I have to say that I am completly amazed about the “Hype” that surrounds this book.
It was an entertaining read, it certainly wasnt the best book that I have read, but it passed the time. I honestly dont get all these conspiracy theories that have been comming up about the cathloic church and I dont get why cathloics feel the need to refute these claims.
It is a work of fiction, its not real.
Some of the ideas in the book are plausable, but that is part of the appeal of the story. Fiction can be based on real life or historical events, making the world in the book like an alternate reality of our own. But at the end of the day, the story is fiction and is even presented as such.
The best argument against people who choose to go for the conspiracy thing is simply to say: “You do realise that it is fiction and was never meant to be taken as something other than a work of fiction?”
If they want to continue with their “ideas”, let them. Just remind them every now and then that it is in fact fiction and is presented as such. Trying to refute their claims simply encourages them.
I wouldnt feel bad about the book making you question your faith, apparently you are not alone in that. Just remember that the story isnt real and move on.
Of course it is a work of fiction. Those who write books refuting the claims of the novel are quite keenly aware of that. The first Question in Amy Welborn’s book “The DaVinci Code Mysteries” (It’s a Q & A book) is “The Da Vinci Code is a novel. Don’t you understand that?”

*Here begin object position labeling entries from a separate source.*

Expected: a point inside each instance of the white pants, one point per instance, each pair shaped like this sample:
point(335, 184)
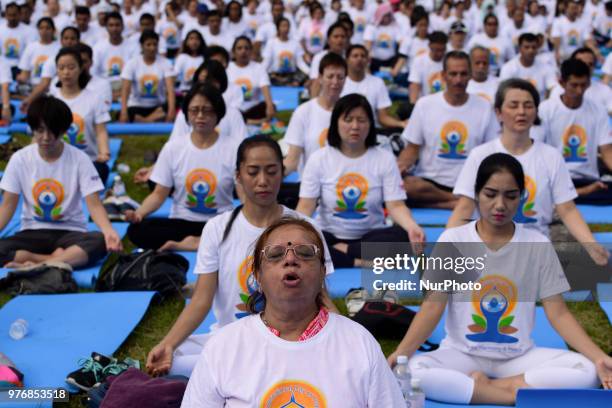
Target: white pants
point(444, 373)
point(186, 355)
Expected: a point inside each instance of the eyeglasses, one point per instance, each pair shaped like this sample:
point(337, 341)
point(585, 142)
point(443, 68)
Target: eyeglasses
point(276, 253)
point(205, 111)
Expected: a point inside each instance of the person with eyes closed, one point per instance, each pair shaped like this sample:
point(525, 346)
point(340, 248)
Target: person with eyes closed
point(223, 268)
point(488, 353)
point(548, 183)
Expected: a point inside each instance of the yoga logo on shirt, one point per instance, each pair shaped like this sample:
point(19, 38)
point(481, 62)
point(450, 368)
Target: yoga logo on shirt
point(323, 137)
point(316, 39)
point(201, 185)
point(435, 82)
point(525, 212)
point(48, 196)
point(38, 64)
point(574, 144)
point(170, 36)
point(115, 65)
point(352, 191)
point(75, 135)
point(11, 48)
point(247, 88)
point(293, 394)
point(286, 61)
point(453, 139)
point(572, 38)
point(494, 56)
point(493, 306)
point(148, 85)
point(248, 285)
point(384, 41)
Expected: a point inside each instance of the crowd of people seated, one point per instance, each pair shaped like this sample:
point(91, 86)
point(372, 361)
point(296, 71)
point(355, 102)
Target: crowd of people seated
point(496, 110)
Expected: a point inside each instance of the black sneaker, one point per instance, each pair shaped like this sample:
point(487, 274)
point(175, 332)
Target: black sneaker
point(90, 373)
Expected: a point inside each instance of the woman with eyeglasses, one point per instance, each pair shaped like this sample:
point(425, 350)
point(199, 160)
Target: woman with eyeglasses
point(291, 351)
point(224, 267)
point(351, 179)
point(200, 170)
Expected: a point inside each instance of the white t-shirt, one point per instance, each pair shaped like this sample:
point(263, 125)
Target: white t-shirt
point(384, 40)
point(486, 89)
point(203, 179)
point(231, 125)
point(576, 133)
point(427, 73)
point(13, 42)
point(501, 50)
point(542, 76)
point(547, 182)
point(109, 60)
point(52, 192)
point(231, 259)
point(250, 79)
point(88, 110)
point(319, 372)
point(148, 81)
point(283, 57)
point(572, 34)
point(447, 141)
point(352, 191)
point(34, 58)
point(524, 270)
point(184, 68)
point(308, 129)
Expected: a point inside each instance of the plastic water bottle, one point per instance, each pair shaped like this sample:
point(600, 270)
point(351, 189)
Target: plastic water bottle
point(402, 373)
point(416, 399)
point(18, 329)
point(118, 187)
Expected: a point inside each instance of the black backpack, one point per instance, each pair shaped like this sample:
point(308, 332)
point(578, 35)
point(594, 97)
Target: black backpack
point(163, 272)
point(47, 278)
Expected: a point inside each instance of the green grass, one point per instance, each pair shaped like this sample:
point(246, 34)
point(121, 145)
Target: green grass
point(160, 317)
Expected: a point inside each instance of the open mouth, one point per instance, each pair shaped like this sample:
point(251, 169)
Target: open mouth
point(291, 280)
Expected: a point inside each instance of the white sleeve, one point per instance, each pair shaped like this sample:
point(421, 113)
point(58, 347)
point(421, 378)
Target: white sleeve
point(310, 186)
point(162, 170)
point(208, 251)
point(413, 133)
point(562, 186)
point(467, 177)
point(89, 180)
point(202, 390)
point(25, 62)
point(393, 187)
point(10, 179)
point(297, 128)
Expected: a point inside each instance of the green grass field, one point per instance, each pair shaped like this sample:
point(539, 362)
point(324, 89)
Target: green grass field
point(160, 317)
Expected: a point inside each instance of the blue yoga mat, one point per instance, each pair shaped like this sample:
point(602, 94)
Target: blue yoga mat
point(139, 128)
point(286, 97)
point(430, 216)
point(603, 237)
point(596, 214)
point(65, 328)
point(564, 398)
point(604, 294)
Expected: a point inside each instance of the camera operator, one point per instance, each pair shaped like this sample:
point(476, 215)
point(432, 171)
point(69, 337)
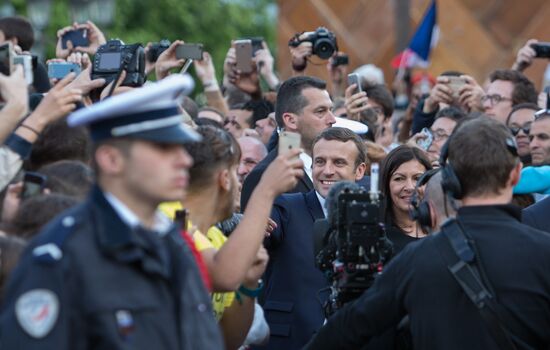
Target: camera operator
point(512, 256)
point(292, 295)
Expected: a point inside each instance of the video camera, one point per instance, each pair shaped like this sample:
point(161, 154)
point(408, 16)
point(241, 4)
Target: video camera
point(114, 57)
point(355, 247)
point(323, 42)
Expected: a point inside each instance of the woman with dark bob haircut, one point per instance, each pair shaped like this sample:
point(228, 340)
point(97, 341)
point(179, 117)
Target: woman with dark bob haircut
point(399, 172)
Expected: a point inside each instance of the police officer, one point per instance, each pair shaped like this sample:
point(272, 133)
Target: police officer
point(511, 260)
point(113, 273)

To which she replies: “Yes, we do. But amazingly, and perhaps unfortunatley, millions of readers of The Da Vinci Code have come to believe, for whatever reason, that the assertions that this work makes about history reflect the real work and opinions of serious academic scholars. They don’t.”
The reason Catholics need to refute the claims in this book is not because we take them seriously but because there are many other people who *do *take it seriously. We wouldn’t be very good disciples of Christ if we sat idly by and allowed people to be misled by Dan Brown about who Jesus Christ really is.
But the novel starts with a “Fact” page, and he includes a list of resources consulted. This is enough to convince people that it is historical fiction. Thus, even though the reader fully recognizes that the characters and events are fictitious, they accept the historical backdrop without question. After all, on the surface it looks like an impressive bibliography and the reader is left with the impression that Dan Brown has done some serious research.
First off, I don’t quite understand how trying to refute their claims only encourages them. Encourages them to do what? To question the validity of Dan Brown’s history and christology?
We would be very lax Christians indeed if we sat back and did **nothing **while MILLIONS of people read this novel and believe what it says about history and about Jesus. In this case, our silence would be deafening and would only lead people to believe (falsely) that we have no problem with the claims the novel makes.
Perhaps you are blessed with an excellent understanding of history and a good grasp of the distinction between fiction and reality. If so, then you are very fortunate. The truth is, there are many people out there who are not like you and who *do *believe what the novel says. They simply cannot easily dismiss it as “move on.”
I have friends who are having an awful time trying to convince their grandmother that what the book says about Jesus and Mary Magdalene isn’t real. You may laugh a thought of a little old lady foolishly believing what the book says is true, but it is a very sad situation. What’s even more sad is that her situation is not unique.